La disposizione del decreto fiscale 2020 necessita di alcuni chiarimenti ed osservazioni.
Il presupposto per la piena agibilità del comma 5 è rappresentato dal rilascio da parte dell’Agenzia delle Entrate alla impresa richiedente (comma 6) di una sorta di “DURC fiscale”, la cui validità è di 4 mesi dall’emanazione: esso scaturisce dalla sussistenza contemporanea di entrambi i requisiti sopra evidenziati e andrà prodotto al committente in luogo delle deleghe di versamento e delle indicazioni, particolarmente precise e puntuali, che riguardano i lavoratori impiegati direttamente nell’appalto, nel subappalto o nell’affidamento. Sotto questo aspetto appare urgente l’emanazione di una nota dell’Agenzia delle Entrate finalizzata a chiarire le modalità di richiesta e di rilascio del provvedimento.
In attesa dei chiarimenti amministrativi ritengo che si possano puntualizzare alcune questioni.
Le criticità per ottenere la certificazione possono essere evidenti in alcune ipotesi come quella riferita ad un’azienda che, pur costituita da almeno tre anni, risulti in perdita per situazioni legate ad una fase di mercato negativa o come quella relativa ad un’impresa che abbia poche ritenute e che sia già soggetta allo “split payement”.
C’è, poi, una criticità che si evidenzia sulla condizione riportata nella lettera b): se le imprese interessate hanno impugnato in giudizio l’esecutività di un provvedimento e la relativa cartella esattoriale superiore a 50.000 euro e non hanno ottenuto la sospensiva dal giudice, non potranno fruire della certificazione ed i committenti non saranno “sgravati” dai loro oneri.

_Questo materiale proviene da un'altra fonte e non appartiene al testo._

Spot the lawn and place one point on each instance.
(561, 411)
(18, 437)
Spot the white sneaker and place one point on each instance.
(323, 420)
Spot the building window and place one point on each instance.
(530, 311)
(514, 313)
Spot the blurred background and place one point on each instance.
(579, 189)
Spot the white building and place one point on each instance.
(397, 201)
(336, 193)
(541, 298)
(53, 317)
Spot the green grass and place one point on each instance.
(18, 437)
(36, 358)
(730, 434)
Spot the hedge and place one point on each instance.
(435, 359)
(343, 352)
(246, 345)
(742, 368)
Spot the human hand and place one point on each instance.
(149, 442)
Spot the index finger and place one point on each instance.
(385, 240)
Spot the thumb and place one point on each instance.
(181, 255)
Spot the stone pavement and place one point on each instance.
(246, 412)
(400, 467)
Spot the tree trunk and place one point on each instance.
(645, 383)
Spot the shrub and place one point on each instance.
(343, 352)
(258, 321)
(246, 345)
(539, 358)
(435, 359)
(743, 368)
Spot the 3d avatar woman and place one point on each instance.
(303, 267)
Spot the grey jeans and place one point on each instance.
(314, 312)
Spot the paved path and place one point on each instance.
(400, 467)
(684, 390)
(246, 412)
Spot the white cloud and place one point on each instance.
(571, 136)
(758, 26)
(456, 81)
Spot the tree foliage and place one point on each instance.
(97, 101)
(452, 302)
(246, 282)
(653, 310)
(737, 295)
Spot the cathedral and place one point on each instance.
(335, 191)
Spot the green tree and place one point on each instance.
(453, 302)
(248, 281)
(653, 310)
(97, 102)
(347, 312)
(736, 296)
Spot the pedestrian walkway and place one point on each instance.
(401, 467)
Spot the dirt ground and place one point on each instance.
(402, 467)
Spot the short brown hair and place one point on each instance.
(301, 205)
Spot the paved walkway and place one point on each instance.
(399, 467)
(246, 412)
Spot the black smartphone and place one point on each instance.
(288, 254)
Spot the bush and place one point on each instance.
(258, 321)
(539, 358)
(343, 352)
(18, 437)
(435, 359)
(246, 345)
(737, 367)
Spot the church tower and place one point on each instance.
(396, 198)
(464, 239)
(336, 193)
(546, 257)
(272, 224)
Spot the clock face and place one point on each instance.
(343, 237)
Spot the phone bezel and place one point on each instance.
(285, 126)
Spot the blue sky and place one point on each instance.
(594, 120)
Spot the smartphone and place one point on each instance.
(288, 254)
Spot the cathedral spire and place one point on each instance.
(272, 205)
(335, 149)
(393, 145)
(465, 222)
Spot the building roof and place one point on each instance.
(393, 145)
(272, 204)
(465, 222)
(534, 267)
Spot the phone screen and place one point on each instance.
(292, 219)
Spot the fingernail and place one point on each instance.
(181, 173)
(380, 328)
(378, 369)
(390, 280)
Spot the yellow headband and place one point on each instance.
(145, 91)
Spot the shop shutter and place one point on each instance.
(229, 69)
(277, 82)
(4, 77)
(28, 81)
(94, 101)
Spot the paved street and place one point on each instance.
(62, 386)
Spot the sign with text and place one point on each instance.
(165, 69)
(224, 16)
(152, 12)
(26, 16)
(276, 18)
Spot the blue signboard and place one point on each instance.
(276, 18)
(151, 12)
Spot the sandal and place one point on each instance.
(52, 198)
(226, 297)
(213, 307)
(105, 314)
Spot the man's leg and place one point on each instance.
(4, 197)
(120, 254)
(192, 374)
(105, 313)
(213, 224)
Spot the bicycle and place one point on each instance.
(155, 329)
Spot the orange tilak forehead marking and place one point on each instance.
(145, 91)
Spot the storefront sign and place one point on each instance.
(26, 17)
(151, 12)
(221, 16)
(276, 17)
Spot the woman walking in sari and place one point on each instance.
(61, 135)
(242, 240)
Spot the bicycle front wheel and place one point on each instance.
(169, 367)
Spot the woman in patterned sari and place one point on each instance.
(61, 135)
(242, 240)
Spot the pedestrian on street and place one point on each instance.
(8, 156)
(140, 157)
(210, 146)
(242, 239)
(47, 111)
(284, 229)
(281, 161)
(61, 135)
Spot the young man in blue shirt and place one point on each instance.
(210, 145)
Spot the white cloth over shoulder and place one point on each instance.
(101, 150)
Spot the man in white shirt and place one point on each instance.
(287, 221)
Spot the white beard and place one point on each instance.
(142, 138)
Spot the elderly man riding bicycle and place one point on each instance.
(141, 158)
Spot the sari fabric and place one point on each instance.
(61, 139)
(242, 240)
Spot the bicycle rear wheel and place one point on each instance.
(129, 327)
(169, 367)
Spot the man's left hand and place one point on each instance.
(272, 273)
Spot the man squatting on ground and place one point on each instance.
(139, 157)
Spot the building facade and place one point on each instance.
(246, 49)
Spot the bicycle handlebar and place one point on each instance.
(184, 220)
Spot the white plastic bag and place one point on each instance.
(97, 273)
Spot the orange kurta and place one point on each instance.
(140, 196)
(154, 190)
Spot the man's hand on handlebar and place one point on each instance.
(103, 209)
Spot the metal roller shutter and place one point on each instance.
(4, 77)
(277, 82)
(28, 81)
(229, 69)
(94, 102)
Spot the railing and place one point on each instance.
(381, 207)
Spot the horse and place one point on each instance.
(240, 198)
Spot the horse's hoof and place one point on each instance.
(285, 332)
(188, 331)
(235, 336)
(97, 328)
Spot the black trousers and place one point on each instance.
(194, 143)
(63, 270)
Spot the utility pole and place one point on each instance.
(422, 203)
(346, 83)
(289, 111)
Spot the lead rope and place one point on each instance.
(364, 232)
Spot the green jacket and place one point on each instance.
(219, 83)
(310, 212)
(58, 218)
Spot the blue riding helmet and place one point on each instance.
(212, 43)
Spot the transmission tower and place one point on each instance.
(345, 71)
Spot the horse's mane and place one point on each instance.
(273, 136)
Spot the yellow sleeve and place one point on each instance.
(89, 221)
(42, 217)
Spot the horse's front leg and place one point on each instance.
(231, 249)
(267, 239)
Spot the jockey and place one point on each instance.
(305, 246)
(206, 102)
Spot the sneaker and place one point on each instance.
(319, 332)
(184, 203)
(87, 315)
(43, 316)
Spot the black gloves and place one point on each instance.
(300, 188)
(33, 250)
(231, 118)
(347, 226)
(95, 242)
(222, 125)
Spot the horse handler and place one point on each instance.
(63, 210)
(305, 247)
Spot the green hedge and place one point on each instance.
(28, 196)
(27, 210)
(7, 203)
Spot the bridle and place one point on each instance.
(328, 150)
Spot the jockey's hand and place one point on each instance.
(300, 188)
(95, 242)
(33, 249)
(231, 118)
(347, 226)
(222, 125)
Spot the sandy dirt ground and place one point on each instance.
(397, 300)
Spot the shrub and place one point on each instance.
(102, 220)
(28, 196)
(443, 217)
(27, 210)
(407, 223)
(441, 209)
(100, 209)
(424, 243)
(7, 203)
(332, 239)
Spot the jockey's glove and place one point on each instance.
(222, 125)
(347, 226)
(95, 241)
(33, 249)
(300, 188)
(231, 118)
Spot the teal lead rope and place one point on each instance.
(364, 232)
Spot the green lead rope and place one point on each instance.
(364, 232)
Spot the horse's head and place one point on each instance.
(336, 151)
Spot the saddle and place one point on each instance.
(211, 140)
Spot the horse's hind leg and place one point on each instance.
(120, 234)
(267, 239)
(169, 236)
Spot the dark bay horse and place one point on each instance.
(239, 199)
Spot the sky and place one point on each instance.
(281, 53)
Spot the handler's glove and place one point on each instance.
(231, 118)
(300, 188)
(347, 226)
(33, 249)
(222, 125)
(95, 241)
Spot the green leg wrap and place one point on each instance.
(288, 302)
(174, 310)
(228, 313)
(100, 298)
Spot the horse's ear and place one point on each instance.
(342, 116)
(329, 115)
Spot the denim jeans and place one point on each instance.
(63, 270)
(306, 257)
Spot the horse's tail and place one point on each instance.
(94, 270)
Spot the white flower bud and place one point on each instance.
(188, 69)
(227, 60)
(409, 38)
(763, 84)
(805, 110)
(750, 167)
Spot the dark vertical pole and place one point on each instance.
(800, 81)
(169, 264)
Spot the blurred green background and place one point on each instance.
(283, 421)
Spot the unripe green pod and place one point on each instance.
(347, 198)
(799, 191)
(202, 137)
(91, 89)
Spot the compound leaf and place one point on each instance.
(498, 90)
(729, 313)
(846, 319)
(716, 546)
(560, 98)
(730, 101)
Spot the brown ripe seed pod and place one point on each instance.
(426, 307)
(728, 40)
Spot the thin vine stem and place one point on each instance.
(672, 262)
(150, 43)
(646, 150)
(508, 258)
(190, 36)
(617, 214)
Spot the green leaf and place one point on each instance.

Appare, quindi, evidente come i committenti possano imporre, negozialmente, la richiesta della regolarità fiscale alle imprese che intendono aderire alla offerta di appalto: ovviamente, se la procedura dello stesso prevede anche la possibilità di subappalto o di affidamento del compimento di parte dell’opera o del servizio da parte di altri soggetti, gli stessi potranno richiedere agli appaltatori che tale affidabilità venga richiesta e documentata anche dalle altre aziende. Si ha motivo di ritenere che la sussistenza di tale requisito sarà, sicuramente, richiesta dalle Pubbliche Amministrazioni che, in mancanza della certificazione, dovranno, gestionalmente, provvedere ad una serie di adempimenti rispetto ai quali, in genere, il soggetto pubblico ha tempi di realizzazione molto più lunghi e complessi rispetto ai soggetti privati.
Si ha, quindi, motivo di ritenere che la richiesta del “DURC fiscale”, possa spingere “ai margini del mercato” soggetti inottemperanti alle disposizioni normative, con un auspicabile guadagno relativo alla correttezza ed alla “non opacità” delle prestazioni.
L’affidabilità fiscale, però, conviene anche alle imprese appaltatrici, subappaltatrici o affidatarie in quanto se, in possesso della certificazione potranno continuare ad adempiere agli obblighi fiscali sulle ritenute IRPEF dei lavoratori adibiti direttamente, senza i nuovi oneri burocratici previsti dall’art. 4, e senza fornire ad ogni committente, distinto per singolo appalto e lavoratore, tutti i dati richiesti dalla norma.
Il possesso del certificato fiscale consente alle imprese della filiera:
a) Di evitare il divieto di compensazione nei versamenti delle ritenute da reddito di lavoro od assimilato e di effettuare tanti versamenti, distinti per dipendente, con tanti F24 relativi ai vari committenti;
b) Di evitare la compensazione con i contributi previdenziali, assistenziali ed assicurativi, maturati nei confronti dei dipendenti;
c) Di evitare il blocco dei pagamenti da parte del committente (fino a concorrenza del 20% del valore complessivo o dell’ammontare delle ritenute non versate) in presenza di omissioni che, talora, possono essere meramente documentali (trasmissione incompleta dei dati riferiti ai lavoratori impiegati direttamente nella esecuzione di opere e servizi).